2020年の市場、とくに米国の株式市場は多くの注目すべき
事象が起きましたが、コールオプションの需要はもっとも
注目すべき材料となりました。このオプションの需要の主役
となっているのは、基本的にはリテール取引とバイサイド取引である
「顧客」の動きでした。
コールオプションのスポットガンマの動きは
ご覧のように、単一銘柄のコールオプションに費やされている
プレミアムは、ETFやインデックスのそれを大きく上回っています。
20年2月にはコールの買いが加速し、当時は記録的なコールの取引量と
なっていました。
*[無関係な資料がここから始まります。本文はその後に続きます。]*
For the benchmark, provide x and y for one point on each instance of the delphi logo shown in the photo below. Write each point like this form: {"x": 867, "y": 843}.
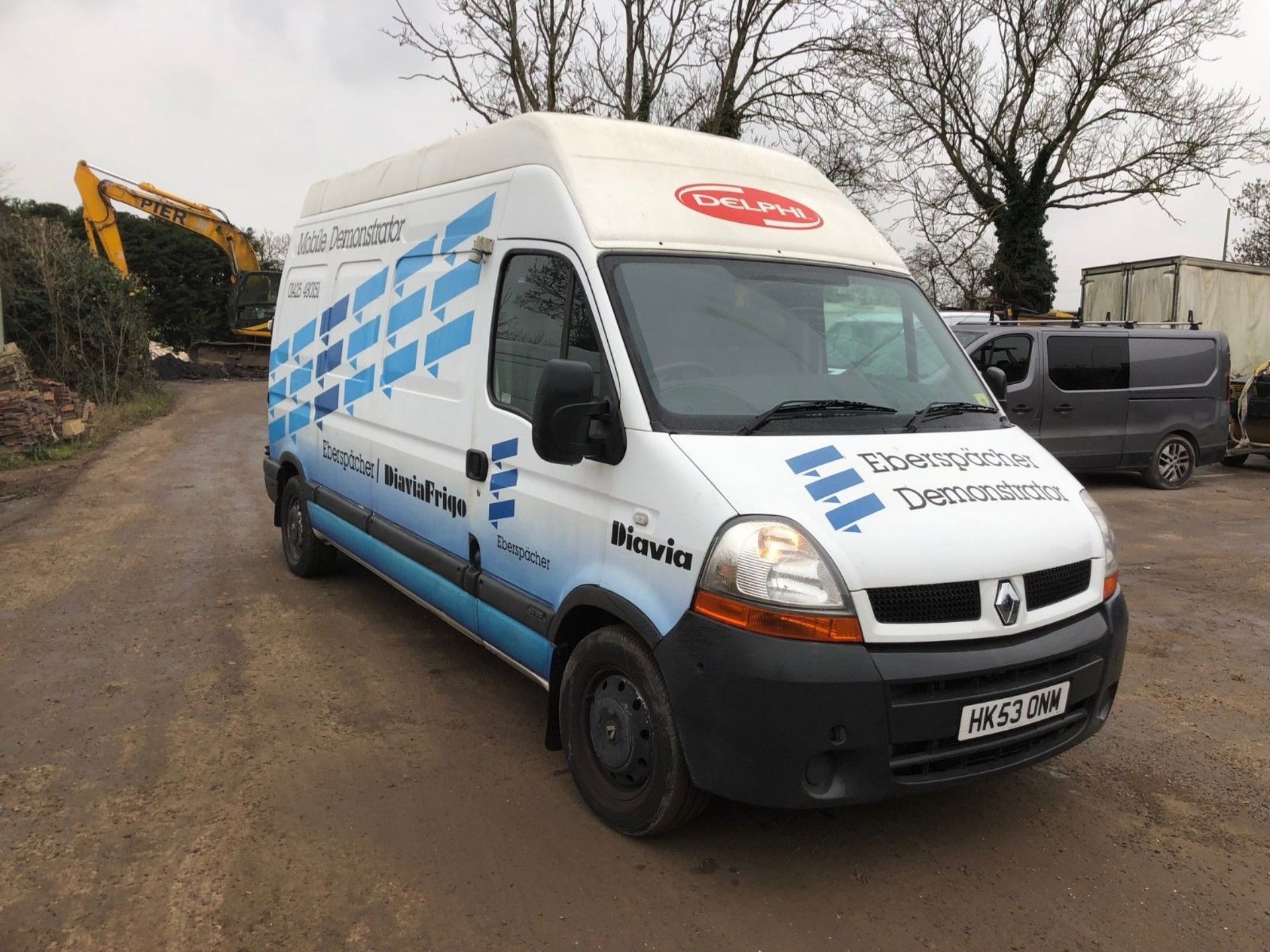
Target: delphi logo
{"x": 828, "y": 484}
{"x": 748, "y": 206}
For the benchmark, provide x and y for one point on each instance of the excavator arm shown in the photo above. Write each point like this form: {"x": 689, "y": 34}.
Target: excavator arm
{"x": 102, "y": 225}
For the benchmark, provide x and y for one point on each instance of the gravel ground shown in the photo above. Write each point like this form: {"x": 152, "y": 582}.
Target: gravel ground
{"x": 201, "y": 752}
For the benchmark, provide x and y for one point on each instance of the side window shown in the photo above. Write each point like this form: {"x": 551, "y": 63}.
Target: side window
{"x": 1176, "y": 361}
{"x": 541, "y": 314}
{"x": 1089, "y": 362}
{"x": 1010, "y": 352}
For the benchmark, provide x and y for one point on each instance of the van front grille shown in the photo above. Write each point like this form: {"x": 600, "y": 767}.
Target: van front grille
{"x": 1050, "y": 586}
{"x": 926, "y": 604}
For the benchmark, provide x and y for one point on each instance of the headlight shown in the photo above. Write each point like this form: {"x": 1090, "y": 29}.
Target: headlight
{"x": 1113, "y": 567}
{"x": 766, "y": 576}
{"x": 765, "y": 560}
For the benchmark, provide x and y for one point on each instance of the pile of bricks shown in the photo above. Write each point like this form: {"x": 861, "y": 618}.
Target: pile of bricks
{"x": 37, "y": 412}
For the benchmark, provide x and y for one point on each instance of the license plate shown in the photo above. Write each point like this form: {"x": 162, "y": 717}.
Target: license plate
{"x": 1009, "y": 713}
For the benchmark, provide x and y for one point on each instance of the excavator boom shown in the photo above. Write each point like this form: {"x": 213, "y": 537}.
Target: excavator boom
{"x": 103, "y": 227}
{"x": 253, "y": 298}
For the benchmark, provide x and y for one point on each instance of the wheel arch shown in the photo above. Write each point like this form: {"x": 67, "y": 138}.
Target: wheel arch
{"x": 586, "y": 610}
{"x": 288, "y": 466}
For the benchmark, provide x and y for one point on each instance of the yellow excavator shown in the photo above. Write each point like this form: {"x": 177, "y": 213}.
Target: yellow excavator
{"x": 253, "y": 294}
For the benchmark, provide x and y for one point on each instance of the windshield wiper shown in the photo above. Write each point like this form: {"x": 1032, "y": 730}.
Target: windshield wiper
{"x": 945, "y": 408}
{"x": 796, "y": 408}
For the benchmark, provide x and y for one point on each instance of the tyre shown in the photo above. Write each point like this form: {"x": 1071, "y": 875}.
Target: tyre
{"x": 619, "y": 735}
{"x": 1173, "y": 463}
{"x": 306, "y": 555}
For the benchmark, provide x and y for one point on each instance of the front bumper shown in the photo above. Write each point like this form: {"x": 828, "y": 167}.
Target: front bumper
{"x": 798, "y": 724}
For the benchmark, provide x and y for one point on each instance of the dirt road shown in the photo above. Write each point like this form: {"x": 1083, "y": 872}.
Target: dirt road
{"x": 202, "y": 752}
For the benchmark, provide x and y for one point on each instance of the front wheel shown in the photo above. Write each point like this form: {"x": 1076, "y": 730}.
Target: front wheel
{"x": 620, "y": 739}
{"x": 1173, "y": 463}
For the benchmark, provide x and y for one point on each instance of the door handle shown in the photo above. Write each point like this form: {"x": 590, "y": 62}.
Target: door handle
{"x": 478, "y": 465}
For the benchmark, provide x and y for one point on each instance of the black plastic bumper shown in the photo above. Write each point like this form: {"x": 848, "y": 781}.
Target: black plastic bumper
{"x": 798, "y": 724}
{"x": 271, "y": 476}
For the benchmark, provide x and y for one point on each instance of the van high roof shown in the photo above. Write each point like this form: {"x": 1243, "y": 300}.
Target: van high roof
{"x": 626, "y": 180}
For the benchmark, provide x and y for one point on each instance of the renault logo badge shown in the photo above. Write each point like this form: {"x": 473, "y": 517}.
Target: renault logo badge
{"x": 1007, "y": 602}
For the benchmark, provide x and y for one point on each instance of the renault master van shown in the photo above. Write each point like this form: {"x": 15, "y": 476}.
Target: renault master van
{"x": 661, "y": 419}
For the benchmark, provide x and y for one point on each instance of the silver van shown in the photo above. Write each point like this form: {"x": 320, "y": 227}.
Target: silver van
{"x": 1151, "y": 400}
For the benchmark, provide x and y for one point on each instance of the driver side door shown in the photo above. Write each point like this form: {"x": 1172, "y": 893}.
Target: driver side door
{"x": 1015, "y": 354}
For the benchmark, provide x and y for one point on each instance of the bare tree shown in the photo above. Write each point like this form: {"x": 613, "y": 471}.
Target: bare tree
{"x": 999, "y": 111}
{"x": 502, "y": 58}
{"x": 1254, "y": 204}
{"x": 765, "y": 67}
{"x": 767, "y": 63}
{"x": 952, "y": 277}
{"x": 642, "y": 52}
{"x": 271, "y": 247}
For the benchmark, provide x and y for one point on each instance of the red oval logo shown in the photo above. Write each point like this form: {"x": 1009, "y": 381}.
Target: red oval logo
{"x": 748, "y": 206}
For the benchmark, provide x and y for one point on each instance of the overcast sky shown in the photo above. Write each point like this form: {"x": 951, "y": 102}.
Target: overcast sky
{"x": 244, "y": 103}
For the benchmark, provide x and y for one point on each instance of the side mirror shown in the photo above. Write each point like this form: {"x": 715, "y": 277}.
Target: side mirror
{"x": 996, "y": 380}
{"x": 564, "y": 411}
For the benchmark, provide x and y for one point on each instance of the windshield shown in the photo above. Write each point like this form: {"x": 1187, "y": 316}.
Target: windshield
{"x": 718, "y": 340}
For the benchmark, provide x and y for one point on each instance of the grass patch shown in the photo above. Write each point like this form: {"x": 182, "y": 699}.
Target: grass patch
{"x": 110, "y": 422}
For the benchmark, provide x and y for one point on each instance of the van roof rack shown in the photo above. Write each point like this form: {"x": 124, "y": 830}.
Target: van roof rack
{"x": 1017, "y": 317}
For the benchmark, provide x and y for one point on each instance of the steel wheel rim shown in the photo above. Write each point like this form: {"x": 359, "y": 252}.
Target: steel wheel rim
{"x": 620, "y": 730}
{"x": 295, "y": 530}
{"x": 1174, "y": 461}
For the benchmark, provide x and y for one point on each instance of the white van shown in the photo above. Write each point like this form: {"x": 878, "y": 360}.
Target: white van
{"x": 662, "y": 420}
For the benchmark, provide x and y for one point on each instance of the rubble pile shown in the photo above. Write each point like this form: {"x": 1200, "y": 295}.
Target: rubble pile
{"x": 36, "y": 412}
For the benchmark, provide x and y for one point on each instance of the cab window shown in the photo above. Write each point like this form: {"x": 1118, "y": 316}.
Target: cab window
{"x": 541, "y": 314}
{"x": 1010, "y": 352}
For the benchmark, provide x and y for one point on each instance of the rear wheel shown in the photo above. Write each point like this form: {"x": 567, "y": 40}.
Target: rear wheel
{"x": 1173, "y": 463}
{"x": 306, "y": 555}
{"x": 620, "y": 739}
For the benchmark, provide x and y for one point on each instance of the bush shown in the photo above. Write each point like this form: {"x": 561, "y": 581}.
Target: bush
{"x": 74, "y": 317}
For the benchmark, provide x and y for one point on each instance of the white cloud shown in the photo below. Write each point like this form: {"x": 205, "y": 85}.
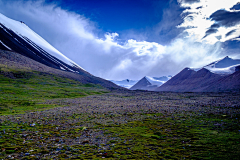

しかし、3月の市場崩壊後、単一銘柄のコール需要は、
ETFや指数を比較しても上昇していました。
この現象について重要なことは、これらのコールの買いが市場を
上昇させる可能性が高いということです。これは、コールの購入者が
オプションを購入すると、ディーラーやマーケットメーカーがコールを
空売りしてしまうからです。そのポジションをヘッジするためには、
最初に株式を購入し、市場が上昇するにつれて株式を購入しなければ
ならない構図となります。これは、株式が上昇するにつれて、ディーラーや
マーケットメーカーは株式を買い続けなければならないことを意味します。
市場が上昇すると、オプションの投機家にとってはコールの買い増しが
魅力的になり、それはすなわち、ロングヘッジが増えることになります。
これらのコールオプションのフローは市場に大きな影響を与える可能性があり、
トレーダーは現在、これらのヘッジのために買いあがっている構図です。
コールオプションの主な購入者は?
3月の安値から市場が大反発したことを考えると、ETF/インデックス・コールの
取引量がないのは奇妙なことです。一般的にインデックス・オプションは、
想定元本が高いため、大規模な機関投資家などが参入します。しかし、3月に
大幅下落した際には、リテールと大規模機関(ソフトバンクなど)の両方が、
この単一株コールプレミアムの急増に基づいて単一株を優先して、コールオプション
を買ったようです。
ブルーウェーブの勝利はオプション市場で織り込み済み?
大統領選後もこのコール買いの傾向が大きく変わると考える理由は
ほとんどないと考えている向きが多いようです。選挙まであと数週間
となったことで、いくつかのブローカーが証拠金率を引き上げ、11/3への
買いを抑止する可能性があることに注意が必要です。ブルーウェーブ(民主党)
が優位であることは、一般的なコンセンサスのようであり、同時に大規模な
景気刺激策を市場は見込んでいます。パブロフ的な刺激反応を考えると、
コールの購入者は力強くステップアップし、市場を新高値に押し上げる
かもしれません。
大統領選のリスク要因は
このように、大統領選挙での民主党の勝利と大規模経済対策は、
ほぼ織り込んでいるようですが、逆に、何らかの選挙問題が発生した場合、
市場が大きく反応する可能性があります。それは、イベントのリスクヘッジ
として、2020年12月にはかなりのプットポジションが出ており、
市場が弱くなるとオプションディーラーがこれらのプットポジションを
ヘッジするために先物をショートするようになるのではないかと
の思惑もひろがっています。これは、2018年12月と同様の大規模な
急激なドローダウンにつながる可能性があります。
まとめ
コールオプションの買によって、米国のハイテク株の上昇基調は
続いています。これがバイデン氏の勝利によっても止むことは
考えにくというのが市場のコンセンサスですが、逆に、このバイデン勝利
のシナリオ意外のイベントが起きた場合、例えば、選挙自体が混乱の
窮地に陥ったりするなどのケースは、予想外の市場の急落を導く
可能性も否定できません。現在はファンダメンタルズを度外視した
なかでの、フローによる投機のコールの買が市場を占有している
ことが逆に、予想外の急落を招くリスクも考慮すべきだと思います。